Legacy Encodings: Latin-1, Windows-1252, Shift-JIS, and When You Still Need Them

Reference Encoding Survival Guide 8月 6, 2024

○ 1. UTF-8: The Complete Guide to the Web's Dominant Encoding
○ 2. Mojibake: Why Text Turns to Garbage and How to Fix It
○ 3. Character Encoding Detection: How Browsers and Tools Guess Your Encoding
○ 4. UTF-16 and Surrogate Pairs: Why JavaScript Strings Are Complicated
● 5. Legacy Encodings: Latin-1, Windows-1252, Shift-JIS, and When You Still Need Them
○ 6. Punycode and IDN: How Unicode Domain Names Work

Legacy encodings never fully go away. Your application might be pure UTF-8 from end to end, but eventually you'll receive a CSV from a government agency encoded in Windows-1252, an email attachment in ISO-2022-JP, a database backup from a 2003 system in Latin-1, or an API response from a Korean payment processor in EUC-KR. Understanding these encodings — what they are, where they came from, and how to convert them — is a practical skill that saves debugging time when these files arrive.

Why Legacy Encodings Still Exist

The transition to UTF-8 is not complete and may never fully complete for certain domains:

Installed base: There are millions of files, databases, and systems encoded in pre-Unicode formats. Converting them all is expensive and risky. A financial institution's mainframe system might store customer records in EBCDIC — an IBM encoding that predates ASCII — because the cost of migration exceeds the cost of maintaining conversion shims.

Regulatory requirements: Some government systems require specific encodings for compliance. Japanese tax filings traditionally used Shift-JIS. Korean government web portals used EUC-KR. These requirements change slowly.

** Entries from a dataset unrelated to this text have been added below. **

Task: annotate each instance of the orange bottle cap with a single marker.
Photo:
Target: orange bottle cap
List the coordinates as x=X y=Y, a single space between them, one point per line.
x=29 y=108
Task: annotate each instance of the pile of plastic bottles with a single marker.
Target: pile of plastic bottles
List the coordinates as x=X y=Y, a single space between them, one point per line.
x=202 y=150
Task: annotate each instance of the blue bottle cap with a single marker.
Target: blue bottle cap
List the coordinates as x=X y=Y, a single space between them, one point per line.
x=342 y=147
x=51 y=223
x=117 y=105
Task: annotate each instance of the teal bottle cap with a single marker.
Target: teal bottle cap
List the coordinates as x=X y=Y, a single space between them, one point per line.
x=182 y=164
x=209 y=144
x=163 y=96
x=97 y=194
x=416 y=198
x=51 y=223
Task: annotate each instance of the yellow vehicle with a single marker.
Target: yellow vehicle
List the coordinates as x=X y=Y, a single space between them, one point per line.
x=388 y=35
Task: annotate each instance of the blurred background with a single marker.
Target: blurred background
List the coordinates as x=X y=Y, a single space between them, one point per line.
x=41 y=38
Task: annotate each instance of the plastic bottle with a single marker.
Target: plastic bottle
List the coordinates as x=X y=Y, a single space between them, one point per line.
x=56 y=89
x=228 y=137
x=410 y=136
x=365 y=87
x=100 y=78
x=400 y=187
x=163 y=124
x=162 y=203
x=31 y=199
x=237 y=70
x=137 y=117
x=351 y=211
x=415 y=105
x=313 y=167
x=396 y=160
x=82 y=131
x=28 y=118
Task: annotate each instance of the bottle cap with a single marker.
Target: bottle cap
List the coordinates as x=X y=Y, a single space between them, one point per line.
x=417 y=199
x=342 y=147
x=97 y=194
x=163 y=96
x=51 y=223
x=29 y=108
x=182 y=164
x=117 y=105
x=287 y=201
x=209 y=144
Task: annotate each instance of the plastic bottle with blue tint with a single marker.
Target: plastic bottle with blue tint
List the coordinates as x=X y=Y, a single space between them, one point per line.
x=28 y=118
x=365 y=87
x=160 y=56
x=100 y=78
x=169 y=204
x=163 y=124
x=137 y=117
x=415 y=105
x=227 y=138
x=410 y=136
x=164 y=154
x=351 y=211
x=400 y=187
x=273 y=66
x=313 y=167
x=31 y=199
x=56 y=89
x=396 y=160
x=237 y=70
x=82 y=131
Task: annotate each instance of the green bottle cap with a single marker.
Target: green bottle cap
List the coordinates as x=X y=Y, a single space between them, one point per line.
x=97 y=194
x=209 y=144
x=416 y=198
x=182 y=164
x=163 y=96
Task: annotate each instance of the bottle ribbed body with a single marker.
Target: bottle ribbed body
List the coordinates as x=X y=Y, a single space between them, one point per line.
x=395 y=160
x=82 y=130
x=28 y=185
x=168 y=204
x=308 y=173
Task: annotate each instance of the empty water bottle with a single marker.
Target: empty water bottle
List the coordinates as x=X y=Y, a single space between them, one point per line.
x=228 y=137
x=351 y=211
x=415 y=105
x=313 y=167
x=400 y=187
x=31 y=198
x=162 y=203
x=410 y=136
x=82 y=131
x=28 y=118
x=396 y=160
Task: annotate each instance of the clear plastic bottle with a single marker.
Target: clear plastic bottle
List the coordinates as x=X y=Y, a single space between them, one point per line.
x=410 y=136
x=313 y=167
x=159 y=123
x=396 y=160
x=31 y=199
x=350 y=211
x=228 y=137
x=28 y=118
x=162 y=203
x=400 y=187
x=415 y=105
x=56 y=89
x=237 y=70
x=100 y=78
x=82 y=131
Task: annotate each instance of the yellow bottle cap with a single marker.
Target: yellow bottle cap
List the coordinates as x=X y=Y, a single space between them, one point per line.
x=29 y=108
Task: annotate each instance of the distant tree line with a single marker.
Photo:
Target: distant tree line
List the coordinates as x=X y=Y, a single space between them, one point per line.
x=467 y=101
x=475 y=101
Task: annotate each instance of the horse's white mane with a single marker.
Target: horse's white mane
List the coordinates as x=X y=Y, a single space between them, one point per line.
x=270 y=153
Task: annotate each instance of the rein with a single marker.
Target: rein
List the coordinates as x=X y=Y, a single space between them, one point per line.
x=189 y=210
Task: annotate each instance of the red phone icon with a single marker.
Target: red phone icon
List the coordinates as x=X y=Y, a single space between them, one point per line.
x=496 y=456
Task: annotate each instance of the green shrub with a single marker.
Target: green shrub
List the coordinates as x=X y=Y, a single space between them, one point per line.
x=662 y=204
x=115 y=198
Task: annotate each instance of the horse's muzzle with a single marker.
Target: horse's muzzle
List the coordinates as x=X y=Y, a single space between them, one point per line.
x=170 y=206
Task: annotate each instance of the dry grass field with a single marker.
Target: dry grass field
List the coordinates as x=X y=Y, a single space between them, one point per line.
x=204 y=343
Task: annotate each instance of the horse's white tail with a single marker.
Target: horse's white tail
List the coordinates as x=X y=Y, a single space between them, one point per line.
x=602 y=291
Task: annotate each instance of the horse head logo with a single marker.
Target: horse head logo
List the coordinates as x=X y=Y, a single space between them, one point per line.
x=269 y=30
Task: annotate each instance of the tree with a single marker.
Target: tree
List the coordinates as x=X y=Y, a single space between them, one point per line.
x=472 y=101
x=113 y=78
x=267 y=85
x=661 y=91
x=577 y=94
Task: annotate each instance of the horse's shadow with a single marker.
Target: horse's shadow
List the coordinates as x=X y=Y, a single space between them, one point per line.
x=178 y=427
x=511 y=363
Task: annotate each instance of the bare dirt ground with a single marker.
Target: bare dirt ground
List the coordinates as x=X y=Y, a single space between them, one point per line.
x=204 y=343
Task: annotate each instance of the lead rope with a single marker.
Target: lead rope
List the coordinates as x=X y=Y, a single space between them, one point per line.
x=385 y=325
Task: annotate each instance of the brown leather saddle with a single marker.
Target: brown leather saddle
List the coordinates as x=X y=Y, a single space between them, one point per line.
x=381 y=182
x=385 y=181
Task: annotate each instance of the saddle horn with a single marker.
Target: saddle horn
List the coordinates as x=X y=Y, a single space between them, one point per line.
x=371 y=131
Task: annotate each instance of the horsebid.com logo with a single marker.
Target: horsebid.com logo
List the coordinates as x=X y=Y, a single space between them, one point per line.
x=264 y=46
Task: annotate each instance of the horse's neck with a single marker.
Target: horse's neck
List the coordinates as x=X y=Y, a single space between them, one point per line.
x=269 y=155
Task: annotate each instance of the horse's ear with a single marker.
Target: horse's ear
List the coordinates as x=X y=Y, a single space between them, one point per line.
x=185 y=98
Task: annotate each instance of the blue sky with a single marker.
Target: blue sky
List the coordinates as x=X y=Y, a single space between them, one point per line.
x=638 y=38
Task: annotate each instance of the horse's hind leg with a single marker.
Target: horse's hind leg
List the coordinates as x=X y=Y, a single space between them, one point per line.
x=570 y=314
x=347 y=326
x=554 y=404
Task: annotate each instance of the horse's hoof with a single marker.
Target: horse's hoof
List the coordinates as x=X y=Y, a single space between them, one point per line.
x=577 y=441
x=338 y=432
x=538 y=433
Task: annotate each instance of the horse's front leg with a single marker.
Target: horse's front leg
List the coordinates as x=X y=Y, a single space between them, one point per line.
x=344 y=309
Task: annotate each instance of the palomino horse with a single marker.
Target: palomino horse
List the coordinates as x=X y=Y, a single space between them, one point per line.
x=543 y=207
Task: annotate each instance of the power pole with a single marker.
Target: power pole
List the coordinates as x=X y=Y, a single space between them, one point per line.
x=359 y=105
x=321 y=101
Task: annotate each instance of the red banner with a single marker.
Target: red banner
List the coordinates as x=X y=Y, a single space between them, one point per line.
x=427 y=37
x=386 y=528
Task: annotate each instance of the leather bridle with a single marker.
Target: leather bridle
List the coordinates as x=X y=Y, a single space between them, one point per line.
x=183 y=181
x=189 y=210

Email protocols: The MIME standard allows declaring any charset for email. Old email clients and servers sent messages in ISO-8859-1, Windows-1252, or regional encodings. You still encounter these when parsing email archives.

Hardware devices: POS terminals, industrial controllers, and embedded systems often have fixed character sets with no upgrade path.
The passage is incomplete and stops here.